# Wanting to work in Thailand



## keeley b (Mar 6, 2009)

Hello everyone
My boyfriend and I would be really grateful for any advice about moving to and working in Thailand, ideally on one of the islands. Is it easy to go and find work when out there, casual or office, are things in Thailand for jobs as bad as it seems to be everywhere else, and is anyone looking for any staff at all? I'm an office worker with bar and horse riding experience and my boyfriend is in sales with good people skills. Any tips would be very much appreciated.
Thanks for listening
Keeley x


----------



## singto (Sep 15, 2008)

keeley b said:


> Hello everyone
> My boyfriend and I would be really grateful for any advice about moving to and working in Thailand, ideally on one of the islands. Is it easy to go and find work when out there, casual or office, are things in Thailand for jobs as bad as it seems to be everywhere else, and is anyone looking for any staff at all? I'm an office worker with bar and horse riding experience and my boyfriend is in sales with good people skills. Any tips would be very much appreciated.
> Thanks for listening
> Keeley x



No, it's not easy as there are literally thousands of people who come here (or don't) and decide they want to live here.

The skills you have are a dime a dozen here and Thai employers would much rather have Thais working for them than a foreigner who doesn't speak the language, know the culture, or want more money than the average Thai would make. 

That's the simple truth.

Now, for those who are hustlers, work can be found but it will likely take you time to make the contacts and learn enough to make yourself valuable enough in a foreigner or Thai's eyes to be hired.

I've been here fourteen years and have had several jobs.

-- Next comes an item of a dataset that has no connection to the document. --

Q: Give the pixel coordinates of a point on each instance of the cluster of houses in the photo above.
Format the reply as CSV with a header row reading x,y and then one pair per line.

I brought over around $30,000 US in addition to having a monthly payout for a year so this gave me the luxury of time to make contacts and figure out where I fit in.


----------



## stogiebear (Mar 20, 2009)

Why don't you start a business?


----------



## KhwaamLap (Feb 29, 2008)

It would be difficult to get a work permit for a basic admin/secretarial job unless they needed fluent English. Its a hastle for the company and there are country based minimum wages here, so Thais can be paid cheaply and (officially) you couldn't and would be expensive.

Most people that do not have specific skills and have not been ported over from their home country by their home firm to a Thai office etc, either teach (officially you would need a degree, teaching experience and Thai teaching cert - but many don't especially in the sticks - but this carries risks) or start their own business (bar/restaurant/guest house etc). Even that's not easy, have a look at SunBelt Asia Sunbelt Asia Group for some idea as to how much this would cost/how to go about it etc. Perhaps you could buy an existing business, a lot of them going tits up right now!

Its getting hard to find jobs now - it is reckoned that Thailand will loose 1,000,000 jobs over the next year, so not much better than anywhere else really. You need to do a heck of a lot of research first, and know what and how well before you book your tickets.


----------